The Great Connections Seminar

The Great Connections Seminar
Discussing ethics

Wednesday, February 17, 2010

Cultivating Failure

Passionate article about the latest crazed trend in California - chef Alice Waters' movement to make kids work in school gardens because "Gardens help students to learn the pleasure of physical work."

The article's point: these are largely immigrant and poor students who desperately need the knowledge and skills that will enable them to get better jobs than their parents. The author thinks they shouldn't be spending so much time doing physical labor - like their parents.

I couldn't agree more with the point, and I find Waters' Progressive approach is out of touch with their needs. It's too bad she didn't institute these gardens in schools - mostly populated by upper middle class students - where the parents are too busy to let their children play outside and learn about nature. Working in a garden, especially with a knowledgeable teacher to guide them, is one of the best ways to learn about biology and botany. Hands-on science, filled with the essential of science: first-hand observation.

First-hand observation and its attendant skills are sorely needed by most students these days, whether they go to an inner city public school or a upper class private school.


And, if these urban garden programs organized the work around science, as we do in Montessori classrooms, the immigrant and poor students would flourish. I'm not sure if the author realizes that many immigrant and poor students, once in the city, get little experience of nature.

Hattip to Aleks Kulczuga

Thursday, February 11, 2010

Homeschooling a Crime in Europe

I almost flipped reading this article in the Economist about a German family that needed asylum in the U.S....because they were homeschooling! The implications are mind-boggling.

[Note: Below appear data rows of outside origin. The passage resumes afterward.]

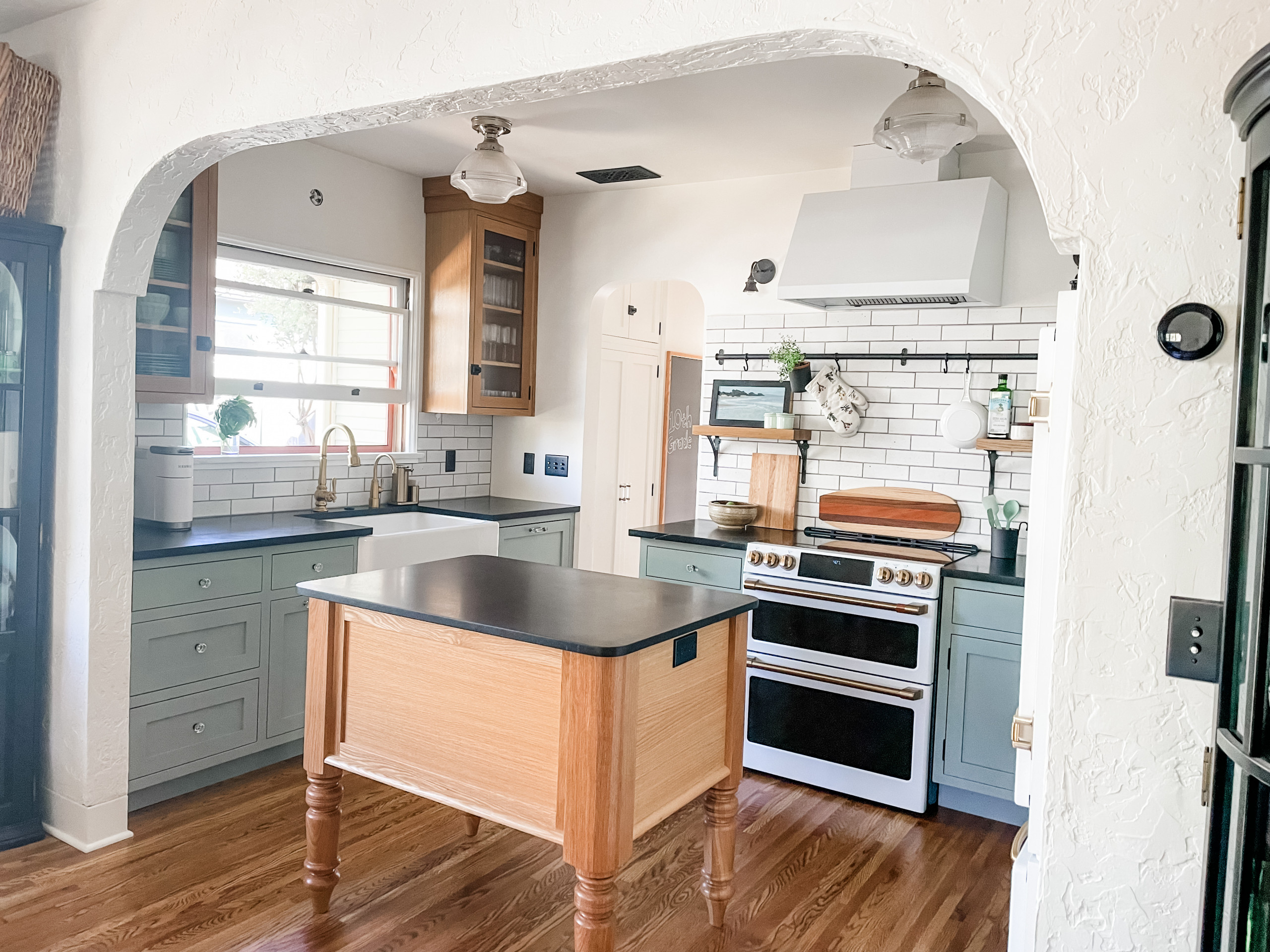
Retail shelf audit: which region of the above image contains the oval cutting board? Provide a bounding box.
[821,486,961,538]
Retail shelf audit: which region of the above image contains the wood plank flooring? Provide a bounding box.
[0,758,1015,952]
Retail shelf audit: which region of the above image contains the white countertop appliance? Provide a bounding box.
[743,533,957,812]
[132,446,194,530]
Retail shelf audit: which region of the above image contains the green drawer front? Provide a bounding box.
[644,546,744,589]
[132,556,264,612]
[132,605,260,694]
[270,546,354,592]
[952,587,1023,632]
[128,679,260,779]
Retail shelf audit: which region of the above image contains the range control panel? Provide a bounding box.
[746,543,940,598]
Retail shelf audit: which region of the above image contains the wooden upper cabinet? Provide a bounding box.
[136,165,216,404]
[423,177,542,416]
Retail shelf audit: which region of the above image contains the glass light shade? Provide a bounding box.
[874,72,979,163]
[449,142,528,204]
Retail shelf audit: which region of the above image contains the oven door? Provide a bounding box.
[747,580,939,684]
[744,653,934,812]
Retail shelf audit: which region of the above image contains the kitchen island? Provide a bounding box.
[300,556,756,952]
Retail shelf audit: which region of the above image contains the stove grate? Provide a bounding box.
[803,526,979,558]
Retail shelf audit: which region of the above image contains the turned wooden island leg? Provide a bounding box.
[701,782,737,927]
[305,768,344,913]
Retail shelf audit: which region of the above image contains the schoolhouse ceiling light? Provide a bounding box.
[449,116,528,204]
[874,70,979,163]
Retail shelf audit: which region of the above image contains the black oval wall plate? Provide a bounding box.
[1156,303,1225,360]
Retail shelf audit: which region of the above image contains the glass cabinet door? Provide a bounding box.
[471,217,537,409]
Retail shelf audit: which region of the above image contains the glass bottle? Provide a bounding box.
[988,373,1014,439]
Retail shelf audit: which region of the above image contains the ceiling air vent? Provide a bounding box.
[578,165,662,185]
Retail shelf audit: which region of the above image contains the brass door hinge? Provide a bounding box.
[1010,711,1032,750]
[1234,175,1245,241]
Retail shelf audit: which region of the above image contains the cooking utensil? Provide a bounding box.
[940,373,988,449]
[749,453,798,531]
[821,486,961,538]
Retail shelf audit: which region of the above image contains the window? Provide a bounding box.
[186,245,418,453]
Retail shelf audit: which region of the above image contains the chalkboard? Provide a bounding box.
[662,353,701,523]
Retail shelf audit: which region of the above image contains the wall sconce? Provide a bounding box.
[742,258,776,292]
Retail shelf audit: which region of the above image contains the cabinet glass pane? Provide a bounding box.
[480,230,526,399]
[137,185,194,377]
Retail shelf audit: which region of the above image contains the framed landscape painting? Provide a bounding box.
[710,379,794,426]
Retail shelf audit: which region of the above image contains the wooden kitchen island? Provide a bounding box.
[299,556,756,952]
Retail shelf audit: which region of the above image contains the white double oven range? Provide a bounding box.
[743,539,957,812]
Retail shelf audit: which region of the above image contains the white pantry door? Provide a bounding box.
[593,349,662,576]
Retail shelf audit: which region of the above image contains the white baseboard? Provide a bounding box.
[43,787,132,853]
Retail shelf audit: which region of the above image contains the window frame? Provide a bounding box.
[194,242,423,461]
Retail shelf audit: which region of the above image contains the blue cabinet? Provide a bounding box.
[0,217,62,849]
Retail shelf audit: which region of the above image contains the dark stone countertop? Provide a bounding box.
[132,513,371,561]
[940,552,1027,585]
[630,519,807,552]
[295,496,581,522]
[296,556,757,657]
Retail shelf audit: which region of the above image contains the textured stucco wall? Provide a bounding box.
[2,0,1270,950]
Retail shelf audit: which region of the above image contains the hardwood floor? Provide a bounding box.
[0,758,1015,952]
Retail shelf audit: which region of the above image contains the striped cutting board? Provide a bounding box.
[821,486,961,538]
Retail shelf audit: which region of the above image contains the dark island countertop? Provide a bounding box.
[296,556,757,657]
[296,496,581,522]
[940,552,1027,585]
[132,513,372,560]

Thursday, February 4, 2010

The American Founders' Study of History

"The founders’ immersion in ancient history had a profound effect upon their style of thought. They developed from the classics a suspicious cast of mind. They learned from the Greeks and Romans to fear conspiracies against liberty. Steeped in a literature whose perpetual theme was the steady encroachment of tyranny on liberty, the founders became virtually obsessed with spotting its approach, so that they might avoid the fate of their classical heroes. It has been said of the American Revolution that never was there a revolution with so little cause. Whatever his faults, George III was hardly Caligula or Nero; however illegitimate, the moderate British taxes were hardly equivalent to the mass executions of the emperors. But since the founders believed that the central lesson of the classics was that every illegitimate power, however small, ended in slavery, they were determined to resist every such power. Even legitimate authority should be exercised
sparingly, lest it grow into illegitimate powers. (pp. 118-19) Prof. Carl Richard, The Founders and the Classics: Greece, Rome, and the American Enlightenment


http://www.amazon.com/Founders-Classics-Greece-American-Enlightenment/dp/0674314263

Quoted in:
http://hotair.com/archives/2010/01/31/whats-the-matter-with-you-americans/

(Hat tip John Enright)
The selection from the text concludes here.